How to Use This Guidance With Your Team
If your team provides wound care for PWUD in hospitals, clinics, or community settings, consider using the recommendations as a firm prompt for you to:
- review intake and assessment language for stigma and practicality
- map referral pathways and identify where warm handovers are feasible
- confirm what supplies and topical plans are realistic for self-care
- align screening and microbiology practices with local protocols
For a comprehensive overview, including full clinical and program recommendations, we encourage you to read the full guideline found on the Nurses Specialized in Wound, Ostomy and Continence Canada (NSWOCC®) website at the following link: Canadian Best Practice Recommendations in Wound Care for People Who Use Drugs.
We believe better wound care starts with practical, evidence-informed approaches that clinicians can apply in the real world.
By combining strong clinical fundamentals with care models that prioritize dignity, feasibility, and continuity, teams can reduce preventable complications and support safer healing pathways for people who use drugs.
References
- Nurses Specialized in Wound, Ostomy and Continence Canada; Harm Reduction Nurses Association; and Ontario Network of People Who Use Drugs.
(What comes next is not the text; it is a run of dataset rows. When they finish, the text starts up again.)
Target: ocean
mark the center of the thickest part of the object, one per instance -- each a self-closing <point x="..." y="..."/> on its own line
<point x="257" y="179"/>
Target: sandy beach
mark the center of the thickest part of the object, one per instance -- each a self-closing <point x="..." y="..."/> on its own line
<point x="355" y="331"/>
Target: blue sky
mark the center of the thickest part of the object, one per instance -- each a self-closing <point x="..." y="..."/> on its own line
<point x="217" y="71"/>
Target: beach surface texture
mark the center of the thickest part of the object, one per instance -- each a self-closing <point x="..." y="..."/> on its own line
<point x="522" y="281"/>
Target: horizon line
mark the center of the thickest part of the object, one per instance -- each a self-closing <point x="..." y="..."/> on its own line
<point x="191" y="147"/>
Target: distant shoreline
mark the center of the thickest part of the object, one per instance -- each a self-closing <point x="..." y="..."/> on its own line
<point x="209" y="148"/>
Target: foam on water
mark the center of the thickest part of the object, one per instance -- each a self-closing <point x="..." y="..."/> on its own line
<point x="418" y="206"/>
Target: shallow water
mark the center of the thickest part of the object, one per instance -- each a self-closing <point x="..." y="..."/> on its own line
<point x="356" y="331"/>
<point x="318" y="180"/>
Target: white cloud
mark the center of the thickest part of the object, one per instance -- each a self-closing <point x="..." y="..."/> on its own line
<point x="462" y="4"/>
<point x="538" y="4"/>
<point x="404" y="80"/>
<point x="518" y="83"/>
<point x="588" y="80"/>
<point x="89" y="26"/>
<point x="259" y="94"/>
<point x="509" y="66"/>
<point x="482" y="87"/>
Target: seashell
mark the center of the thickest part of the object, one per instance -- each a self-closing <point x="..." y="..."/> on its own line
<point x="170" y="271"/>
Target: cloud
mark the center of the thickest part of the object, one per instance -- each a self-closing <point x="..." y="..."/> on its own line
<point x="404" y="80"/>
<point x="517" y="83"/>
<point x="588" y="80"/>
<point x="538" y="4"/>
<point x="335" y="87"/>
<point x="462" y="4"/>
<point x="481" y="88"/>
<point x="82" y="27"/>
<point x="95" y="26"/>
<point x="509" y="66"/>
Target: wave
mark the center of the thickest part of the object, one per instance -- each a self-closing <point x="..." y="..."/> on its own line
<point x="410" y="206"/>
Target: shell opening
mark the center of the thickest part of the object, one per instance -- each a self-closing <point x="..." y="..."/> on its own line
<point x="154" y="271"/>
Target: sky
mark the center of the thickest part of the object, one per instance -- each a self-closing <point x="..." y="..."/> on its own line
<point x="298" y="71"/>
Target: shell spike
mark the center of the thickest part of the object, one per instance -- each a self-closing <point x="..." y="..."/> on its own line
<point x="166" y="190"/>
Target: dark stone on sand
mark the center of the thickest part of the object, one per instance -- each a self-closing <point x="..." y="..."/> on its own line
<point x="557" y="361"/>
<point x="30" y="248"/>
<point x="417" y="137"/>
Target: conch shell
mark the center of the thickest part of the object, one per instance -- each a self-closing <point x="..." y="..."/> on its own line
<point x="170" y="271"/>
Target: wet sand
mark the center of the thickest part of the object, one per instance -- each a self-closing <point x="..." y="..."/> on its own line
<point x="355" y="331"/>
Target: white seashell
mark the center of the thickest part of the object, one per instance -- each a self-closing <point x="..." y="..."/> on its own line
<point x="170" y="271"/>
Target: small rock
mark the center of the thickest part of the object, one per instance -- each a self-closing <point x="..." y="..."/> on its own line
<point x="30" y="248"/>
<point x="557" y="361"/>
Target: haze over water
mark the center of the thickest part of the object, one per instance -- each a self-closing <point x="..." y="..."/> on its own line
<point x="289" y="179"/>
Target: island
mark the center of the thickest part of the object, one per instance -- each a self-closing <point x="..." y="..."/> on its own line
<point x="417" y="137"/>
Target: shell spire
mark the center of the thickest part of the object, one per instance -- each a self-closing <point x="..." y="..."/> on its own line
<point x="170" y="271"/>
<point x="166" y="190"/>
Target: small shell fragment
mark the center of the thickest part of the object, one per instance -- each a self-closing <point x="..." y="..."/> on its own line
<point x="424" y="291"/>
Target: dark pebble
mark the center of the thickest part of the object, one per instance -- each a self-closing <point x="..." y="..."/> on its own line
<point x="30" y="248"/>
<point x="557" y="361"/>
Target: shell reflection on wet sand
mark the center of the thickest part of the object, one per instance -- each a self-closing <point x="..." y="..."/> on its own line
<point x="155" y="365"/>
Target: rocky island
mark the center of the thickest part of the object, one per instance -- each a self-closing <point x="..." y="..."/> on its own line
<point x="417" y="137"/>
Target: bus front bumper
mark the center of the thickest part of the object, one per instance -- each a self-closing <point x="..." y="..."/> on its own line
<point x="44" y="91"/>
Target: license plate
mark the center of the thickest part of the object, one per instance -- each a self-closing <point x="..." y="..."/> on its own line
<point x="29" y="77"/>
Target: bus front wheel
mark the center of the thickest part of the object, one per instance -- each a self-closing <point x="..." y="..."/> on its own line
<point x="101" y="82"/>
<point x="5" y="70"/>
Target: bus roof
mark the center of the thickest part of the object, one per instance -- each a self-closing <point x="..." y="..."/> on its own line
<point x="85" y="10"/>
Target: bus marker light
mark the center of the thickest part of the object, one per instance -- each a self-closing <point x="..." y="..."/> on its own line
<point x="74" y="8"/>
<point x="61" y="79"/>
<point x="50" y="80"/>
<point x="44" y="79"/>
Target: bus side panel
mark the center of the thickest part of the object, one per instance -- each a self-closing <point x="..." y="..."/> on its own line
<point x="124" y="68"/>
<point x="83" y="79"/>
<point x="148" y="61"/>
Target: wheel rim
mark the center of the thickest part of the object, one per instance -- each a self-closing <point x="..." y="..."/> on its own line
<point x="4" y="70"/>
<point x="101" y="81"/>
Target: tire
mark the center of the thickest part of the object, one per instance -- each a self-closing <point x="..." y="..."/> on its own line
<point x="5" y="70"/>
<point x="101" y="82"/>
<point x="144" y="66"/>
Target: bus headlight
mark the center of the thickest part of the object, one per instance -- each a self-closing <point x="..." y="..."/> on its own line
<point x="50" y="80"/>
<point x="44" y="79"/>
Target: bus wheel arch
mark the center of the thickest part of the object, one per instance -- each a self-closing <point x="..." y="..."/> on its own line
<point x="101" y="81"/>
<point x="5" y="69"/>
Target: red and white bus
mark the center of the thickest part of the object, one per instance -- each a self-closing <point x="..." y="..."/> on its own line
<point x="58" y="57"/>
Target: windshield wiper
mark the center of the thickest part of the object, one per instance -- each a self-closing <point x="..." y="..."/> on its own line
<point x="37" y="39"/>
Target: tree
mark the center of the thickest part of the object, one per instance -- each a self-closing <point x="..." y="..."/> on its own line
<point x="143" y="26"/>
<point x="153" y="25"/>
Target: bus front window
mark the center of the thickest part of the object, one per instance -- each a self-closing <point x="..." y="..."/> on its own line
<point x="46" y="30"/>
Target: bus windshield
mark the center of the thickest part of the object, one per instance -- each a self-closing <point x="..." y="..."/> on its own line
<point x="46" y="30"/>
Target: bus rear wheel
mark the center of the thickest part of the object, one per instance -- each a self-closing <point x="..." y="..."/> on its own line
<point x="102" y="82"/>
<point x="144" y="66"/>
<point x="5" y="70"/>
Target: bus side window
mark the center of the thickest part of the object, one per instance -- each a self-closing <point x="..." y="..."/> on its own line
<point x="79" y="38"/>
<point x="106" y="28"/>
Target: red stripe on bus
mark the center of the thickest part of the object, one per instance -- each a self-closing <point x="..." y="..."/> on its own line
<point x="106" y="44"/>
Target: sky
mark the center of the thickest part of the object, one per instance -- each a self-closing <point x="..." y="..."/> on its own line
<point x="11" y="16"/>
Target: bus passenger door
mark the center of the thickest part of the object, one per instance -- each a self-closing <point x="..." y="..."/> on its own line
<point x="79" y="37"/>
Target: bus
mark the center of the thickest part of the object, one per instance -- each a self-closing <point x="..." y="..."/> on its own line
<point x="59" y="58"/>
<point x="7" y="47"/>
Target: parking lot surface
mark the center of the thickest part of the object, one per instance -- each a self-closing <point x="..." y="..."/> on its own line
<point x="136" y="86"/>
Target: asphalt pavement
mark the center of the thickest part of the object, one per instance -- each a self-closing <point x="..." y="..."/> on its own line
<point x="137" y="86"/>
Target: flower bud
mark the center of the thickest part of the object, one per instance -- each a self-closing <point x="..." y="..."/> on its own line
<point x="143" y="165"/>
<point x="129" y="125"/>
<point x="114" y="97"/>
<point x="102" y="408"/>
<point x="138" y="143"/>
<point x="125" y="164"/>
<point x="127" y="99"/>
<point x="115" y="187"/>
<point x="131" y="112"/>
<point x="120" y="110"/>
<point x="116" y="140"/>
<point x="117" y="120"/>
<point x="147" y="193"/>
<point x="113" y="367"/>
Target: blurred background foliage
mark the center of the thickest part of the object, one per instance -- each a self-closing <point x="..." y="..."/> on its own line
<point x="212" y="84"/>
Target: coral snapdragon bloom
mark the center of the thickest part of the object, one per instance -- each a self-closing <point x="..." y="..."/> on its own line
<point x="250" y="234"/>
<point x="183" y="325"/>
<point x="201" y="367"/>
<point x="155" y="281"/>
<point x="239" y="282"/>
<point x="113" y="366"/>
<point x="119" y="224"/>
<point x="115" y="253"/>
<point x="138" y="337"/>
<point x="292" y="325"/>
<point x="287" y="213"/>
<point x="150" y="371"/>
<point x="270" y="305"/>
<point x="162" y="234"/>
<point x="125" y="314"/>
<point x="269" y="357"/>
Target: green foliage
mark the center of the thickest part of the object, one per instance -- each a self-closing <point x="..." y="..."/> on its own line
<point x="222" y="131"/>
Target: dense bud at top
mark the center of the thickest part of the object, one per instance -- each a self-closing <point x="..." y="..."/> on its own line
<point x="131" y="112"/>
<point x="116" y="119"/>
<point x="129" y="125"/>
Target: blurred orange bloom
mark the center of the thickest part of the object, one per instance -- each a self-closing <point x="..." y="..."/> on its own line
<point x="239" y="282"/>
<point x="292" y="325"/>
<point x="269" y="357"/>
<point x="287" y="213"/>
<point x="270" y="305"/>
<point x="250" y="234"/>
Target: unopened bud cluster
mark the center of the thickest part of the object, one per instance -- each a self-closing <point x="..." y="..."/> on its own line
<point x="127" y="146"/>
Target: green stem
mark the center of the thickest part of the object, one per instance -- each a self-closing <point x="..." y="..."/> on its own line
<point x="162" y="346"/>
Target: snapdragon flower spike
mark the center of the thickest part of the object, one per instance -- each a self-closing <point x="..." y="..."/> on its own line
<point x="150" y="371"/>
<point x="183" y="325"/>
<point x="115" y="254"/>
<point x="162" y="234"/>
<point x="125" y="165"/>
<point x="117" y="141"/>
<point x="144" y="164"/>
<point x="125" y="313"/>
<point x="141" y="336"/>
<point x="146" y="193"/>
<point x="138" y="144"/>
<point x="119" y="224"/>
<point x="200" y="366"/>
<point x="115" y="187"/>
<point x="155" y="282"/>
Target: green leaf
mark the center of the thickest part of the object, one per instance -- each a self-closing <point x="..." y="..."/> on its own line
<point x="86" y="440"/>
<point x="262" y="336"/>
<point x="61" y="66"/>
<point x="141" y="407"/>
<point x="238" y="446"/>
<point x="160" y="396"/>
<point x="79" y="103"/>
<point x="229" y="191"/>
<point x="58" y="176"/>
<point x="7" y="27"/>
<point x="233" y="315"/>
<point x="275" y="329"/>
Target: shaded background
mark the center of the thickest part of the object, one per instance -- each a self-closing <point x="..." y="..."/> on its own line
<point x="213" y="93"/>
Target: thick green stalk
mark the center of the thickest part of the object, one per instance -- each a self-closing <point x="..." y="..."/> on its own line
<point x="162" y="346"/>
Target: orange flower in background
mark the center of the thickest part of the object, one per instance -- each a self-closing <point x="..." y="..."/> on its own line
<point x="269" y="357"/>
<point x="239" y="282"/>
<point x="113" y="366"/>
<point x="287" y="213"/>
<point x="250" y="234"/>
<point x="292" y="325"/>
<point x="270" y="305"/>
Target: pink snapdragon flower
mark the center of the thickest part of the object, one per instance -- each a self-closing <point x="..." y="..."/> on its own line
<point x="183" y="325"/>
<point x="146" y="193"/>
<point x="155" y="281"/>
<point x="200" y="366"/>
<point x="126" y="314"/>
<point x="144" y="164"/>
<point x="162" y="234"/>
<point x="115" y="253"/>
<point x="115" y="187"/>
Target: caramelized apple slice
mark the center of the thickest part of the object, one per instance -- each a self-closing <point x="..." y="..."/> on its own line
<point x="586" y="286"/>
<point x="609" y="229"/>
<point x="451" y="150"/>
Canadian best practice recommendations in wound care for people who use drugs: a harm reduction approach. Ottawa (ON): Nurses Specialized in Wound, Ostomy and Continence Canada; 2025 Nov. 52 p. Available from: https://nswoc.ca/bpr
- Finnie, A., & Nicolson, P. (2002). Injecting drug use: implications for skin and wound management. British Journal of Nursing, 11(Sup1), S17-S28.
- Pieper, B., & Hopper, J. A. (2005). Injection drug use and wound care. Nursing Clinics, 40(2), 349-363.
- Khan, S. I., Irfan, S. D., Khan, M. N. M., & Shafiq, T. K. I. (2021). The wound that closes doors: Lived experiences and complexities of injection-related injuries and infections among people who inject drugs through an ethnographic lens. International Journal of Drug Policy, 96, 103276.